Saba Capital Is Dumping BlackRock Funds and Buying Into Germany — Here’s What the $76.8M Activist Is Doing Now
Boaz Weinstein’s hedge fund sold $5.8M of ECAT and PDX in two weeks while quietly accumulating New Germany Fund shares — a shift that signals new activist targets in 2026.
Saba Capital Management, the $6 billion activist hedge fund run by Boaz Weinstein, sold approximately $5.8 million of closed-end fund shares across two tickers in the last two weeks of February — while simultaneously accumulating a position in a third.
The Rotation: What Saba Sold and What It Bought
Between February 19 and March 2, 2026, Saba filed a series of Form 4 disclosures showing a clear portfolio rotation within its closed-end fund book:
| Ticker | Fund | Action | Shares | Est. Value |
|---|---|---|---|---|
| ECAT | BlackRock ESG Capital Allocation Term Trust | Sell | 320,091 | $4.8M |
| PDX | PIMCO Dynamic Income Strategy Fund | Sell | 73,247 | $1.5M |
| GF | New Germany Fund | Buy | 32,964 | $402K |
This is not random rebalancing. Saba is a 10%+ owner in all three funds, and each move signals a deliberate strategic shift. The firm’s Form 4 history on 13F Insight shows 295 transactions across 15 different closed-end funds, with a career sell total of $76.8M against $65.2M in buys.

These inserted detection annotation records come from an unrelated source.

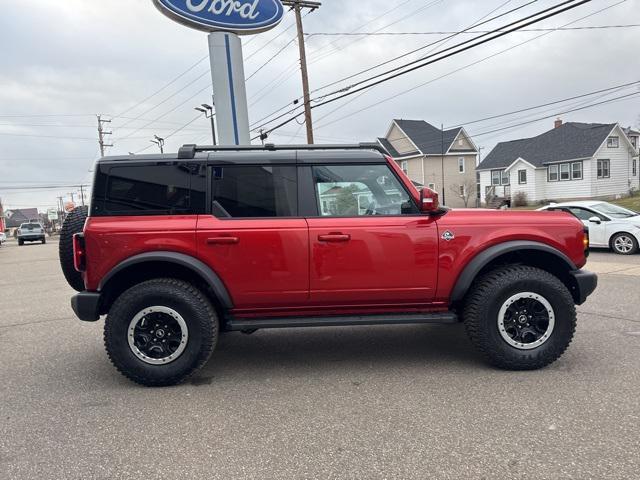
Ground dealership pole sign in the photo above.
[153,0,284,35]
[152,0,284,145]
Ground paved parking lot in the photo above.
[0,242,640,479]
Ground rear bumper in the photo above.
[71,292,100,322]
[570,270,598,305]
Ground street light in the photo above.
[195,103,217,145]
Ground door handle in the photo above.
[318,233,351,243]
[207,237,240,245]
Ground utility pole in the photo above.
[151,135,164,153]
[195,103,218,145]
[282,0,322,145]
[440,123,447,205]
[96,115,113,157]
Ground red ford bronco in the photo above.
[60,144,597,386]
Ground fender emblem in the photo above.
[442,230,456,242]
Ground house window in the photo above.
[598,160,611,178]
[518,170,527,185]
[571,162,582,180]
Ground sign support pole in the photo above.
[209,32,251,145]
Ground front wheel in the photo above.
[611,233,638,255]
[104,279,218,386]
[464,265,576,370]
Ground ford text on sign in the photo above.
[153,0,284,34]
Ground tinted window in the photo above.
[92,163,198,215]
[211,165,298,218]
[313,165,418,217]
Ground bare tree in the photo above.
[449,180,477,208]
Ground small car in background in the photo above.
[539,201,640,255]
[18,223,47,246]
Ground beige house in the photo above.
[378,120,478,208]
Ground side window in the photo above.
[312,165,418,217]
[569,207,606,221]
[99,163,192,215]
[211,165,298,218]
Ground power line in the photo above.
[252,0,592,139]
[305,23,640,38]
[252,0,537,131]
[312,0,627,132]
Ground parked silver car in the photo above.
[18,223,47,246]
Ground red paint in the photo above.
[77,157,586,317]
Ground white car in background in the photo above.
[539,200,640,255]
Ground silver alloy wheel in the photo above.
[498,292,555,350]
[127,306,189,365]
[613,235,633,254]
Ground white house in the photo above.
[378,119,478,207]
[478,120,640,203]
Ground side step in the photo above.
[226,312,458,331]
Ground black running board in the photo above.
[226,312,458,331]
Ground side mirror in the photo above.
[420,187,440,213]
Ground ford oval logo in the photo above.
[153,0,284,34]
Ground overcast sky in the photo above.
[0,0,640,209]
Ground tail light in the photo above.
[582,227,589,257]
[73,233,87,272]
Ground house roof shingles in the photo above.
[478,122,616,170]
[394,120,462,155]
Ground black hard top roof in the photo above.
[98,143,387,165]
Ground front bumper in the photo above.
[71,292,100,322]
[569,270,598,305]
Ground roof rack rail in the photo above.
[178,143,388,160]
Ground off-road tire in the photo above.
[104,278,219,387]
[611,232,638,255]
[59,206,89,292]
[463,265,576,370]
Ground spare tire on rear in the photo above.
[59,206,89,292]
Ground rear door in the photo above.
[197,162,309,310]
[301,163,438,305]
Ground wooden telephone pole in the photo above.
[282,0,322,145]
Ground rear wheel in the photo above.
[58,206,89,292]
[104,279,218,387]
[611,232,638,255]
[464,265,576,370]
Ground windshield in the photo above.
[593,203,638,218]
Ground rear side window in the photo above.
[211,165,298,218]
[92,163,203,215]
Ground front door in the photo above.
[197,165,309,310]
[307,164,438,306]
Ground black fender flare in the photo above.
[98,252,233,310]
[450,240,578,303]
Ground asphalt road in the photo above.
[0,242,640,480]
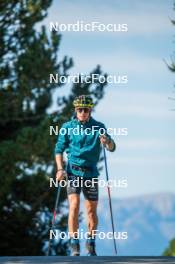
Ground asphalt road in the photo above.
[0,256,175,264]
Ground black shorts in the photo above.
[67,174,98,201]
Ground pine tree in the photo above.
[0,0,106,255]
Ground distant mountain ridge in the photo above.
[81,193,175,256]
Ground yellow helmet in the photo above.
[73,95,94,108]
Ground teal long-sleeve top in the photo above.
[55,117,115,177]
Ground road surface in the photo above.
[0,256,175,264]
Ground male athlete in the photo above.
[55,95,116,256]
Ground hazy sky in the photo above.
[45,0,175,197]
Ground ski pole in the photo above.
[47,177,61,256]
[103,146,117,255]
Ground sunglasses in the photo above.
[77,107,90,113]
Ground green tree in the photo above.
[0,0,106,255]
[163,239,175,257]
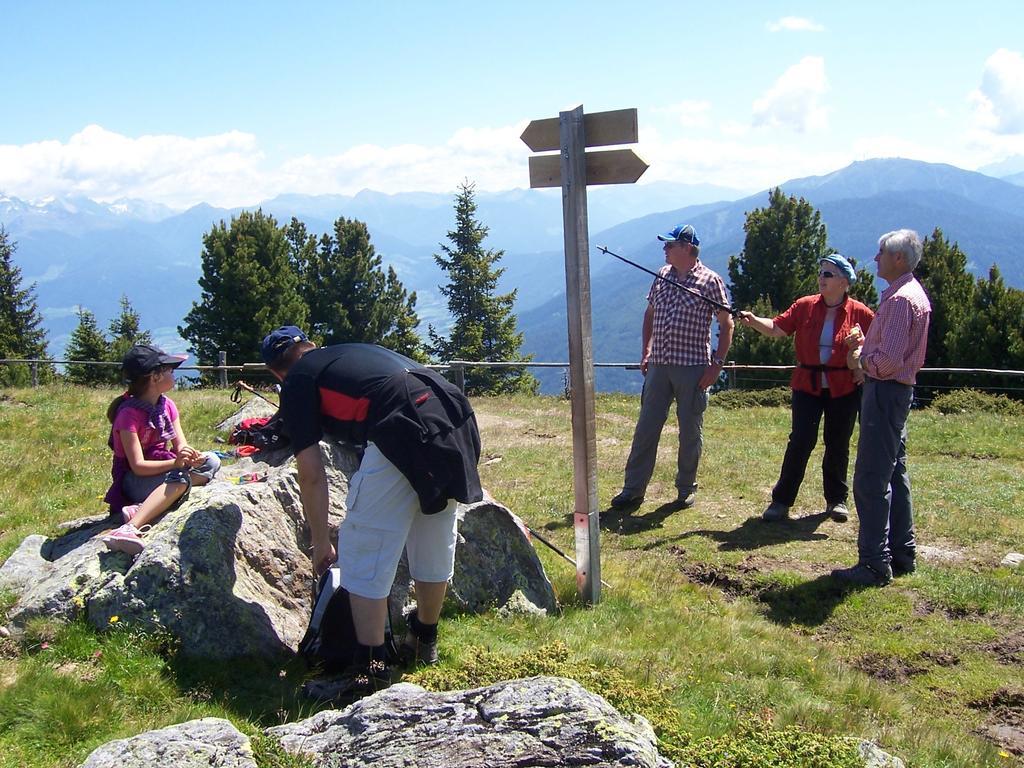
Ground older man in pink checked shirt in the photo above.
[833,229,932,587]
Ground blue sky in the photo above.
[0,0,1024,208]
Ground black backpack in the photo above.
[227,412,289,451]
[299,565,398,675]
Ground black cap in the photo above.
[259,326,309,366]
[121,344,188,380]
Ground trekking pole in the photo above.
[523,523,612,590]
[597,246,739,317]
[231,379,280,408]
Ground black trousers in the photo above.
[771,387,860,507]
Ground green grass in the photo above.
[0,387,1024,768]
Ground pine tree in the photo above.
[729,187,879,374]
[178,210,308,374]
[110,295,153,362]
[932,264,1024,371]
[65,306,112,386]
[303,217,425,360]
[429,181,538,394]
[0,225,53,386]
[913,227,974,368]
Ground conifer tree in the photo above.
[729,187,878,372]
[946,266,1024,371]
[913,227,975,368]
[303,217,426,360]
[178,210,308,372]
[0,226,52,386]
[429,181,539,394]
[65,306,112,386]
[110,295,153,362]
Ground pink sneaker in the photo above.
[103,522,145,556]
[121,504,141,522]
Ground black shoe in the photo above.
[831,562,893,587]
[672,490,697,510]
[761,502,790,522]
[891,557,918,577]
[611,490,643,511]
[398,610,438,665]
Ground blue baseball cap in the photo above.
[818,253,857,286]
[259,326,309,366]
[657,224,700,246]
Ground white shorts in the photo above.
[338,442,457,599]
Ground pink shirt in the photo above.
[113,396,178,459]
[860,272,932,384]
[647,261,729,366]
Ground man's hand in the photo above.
[697,362,722,389]
[312,542,338,579]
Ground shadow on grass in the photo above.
[601,501,682,535]
[680,512,828,552]
[757,573,869,627]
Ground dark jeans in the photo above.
[771,387,860,507]
[853,379,915,566]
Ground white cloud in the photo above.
[0,123,529,208]
[651,99,711,128]
[753,56,828,133]
[766,16,825,32]
[969,48,1024,135]
[639,131,854,189]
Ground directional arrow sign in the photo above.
[529,150,648,189]
[520,108,639,152]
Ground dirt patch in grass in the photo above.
[853,653,928,683]
[969,688,1024,755]
[982,632,1024,665]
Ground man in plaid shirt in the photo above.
[611,224,733,510]
[833,229,932,587]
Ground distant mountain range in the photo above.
[0,159,1024,391]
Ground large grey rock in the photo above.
[80,718,257,768]
[267,677,672,768]
[0,399,557,657]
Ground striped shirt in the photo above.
[860,272,932,384]
[647,261,729,366]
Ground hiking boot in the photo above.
[611,490,643,511]
[398,610,438,665]
[831,562,893,587]
[102,522,148,557]
[890,555,918,577]
[672,490,697,510]
[121,504,142,522]
[825,502,850,522]
[761,502,790,522]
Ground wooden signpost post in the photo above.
[522,106,647,605]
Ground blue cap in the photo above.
[259,326,309,366]
[819,253,857,286]
[657,224,700,246]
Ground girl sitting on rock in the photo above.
[103,344,220,555]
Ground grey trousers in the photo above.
[853,379,915,565]
[623,366,708,497]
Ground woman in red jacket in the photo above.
[739,253,874,522]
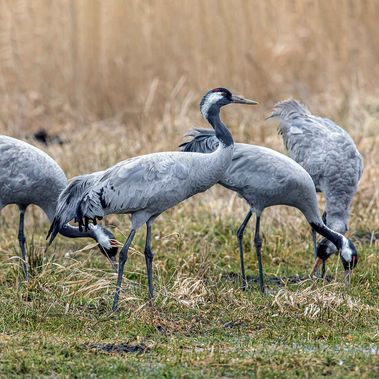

Why Saba Is Leaving BlackRock
The ECAT sales mark the tail end of a campaign that already reached its climax. In January 2025, Saba and BlackRock announced a landmark settlement: BlackRock agreed to buy back 50% of shares in its Innovation & Growth Trust (BIGZ) and 40% of Health Sciences Trust (BME) at 99.5% of NAV — totaling roughly $1.6 billion in shareholder liquidity, the largest such tender in closed-end fund history.
In exchange, Saba dropped demands to replace directors and fire BlackRock as manager across dozens of funds. The truce lasts three proxy seasons.
With that fight settled, Saba has been methodically trimming its remaining BlackRock exposure. The ECAT sales over the past two weeks are consistent with a position wind-down in a fund where the activist thesis has already played out.
Why Germany, Why Now
The accumulation of New Germany Fund (GF) shares is the more interesting signal. GF is a small closed-end fund managed by DWS (Deutsche Bank’s asset management arm) that invests in German equities. It has historically traded at a discount to NAV — exactly the setup Saba targets.
Weinstein told attendees at the November 2025 Sohn London conference that his portfolio has shifted from 95% U.S. to 60% U.K. exposure, and that he sees “a storm brewing” in international investment trusts where discounts have widened sharply. The GF purchases suggest this European pivot now extends to continental markets.
The Irony: Saba Itself Is Now an Activist Target
In a twist that Weinstein likely did not anticipate, rival fund manager GAMCO (Gabelli) announced in February 2026 that it would nominate its own director to the boards of two Saba-managed funds — Saba Income & Capital Opportunities (BRW) and Saba Capital Income & Opportunities Fund (SABA) — at their 2026 annual meetings.
Gabelli’s argument: the same one Saba has used against dozens of targets. Both BRW and SABA trade at discounts of 11–13% to NAV. “Schachter’s election would meaningfully enhance board independence,” Gabelli said, using language nearly identical to Saba’s own proxy campaigns.
This counter-attack means Saba is now simultaneously an activist and a target — a dynamic that may constrain Weinstein’s next moves or force him to address his own funds’ discounts first.
Key Facts
| Metric | Value |
|---|---|
| Career Sell Value | $76.8M |
| Career Buy Value | $65.2M |
| Total Transactions | 295 |
| Shares Held (latest filing) | 23,123,608 |
| Last Transaction | March 2, 2026 |
| Funds Traded | 15 closed-end funds |
For the full transaction history and portfolio breakdown, see Saba Capital’s insider profile on 13F Insight.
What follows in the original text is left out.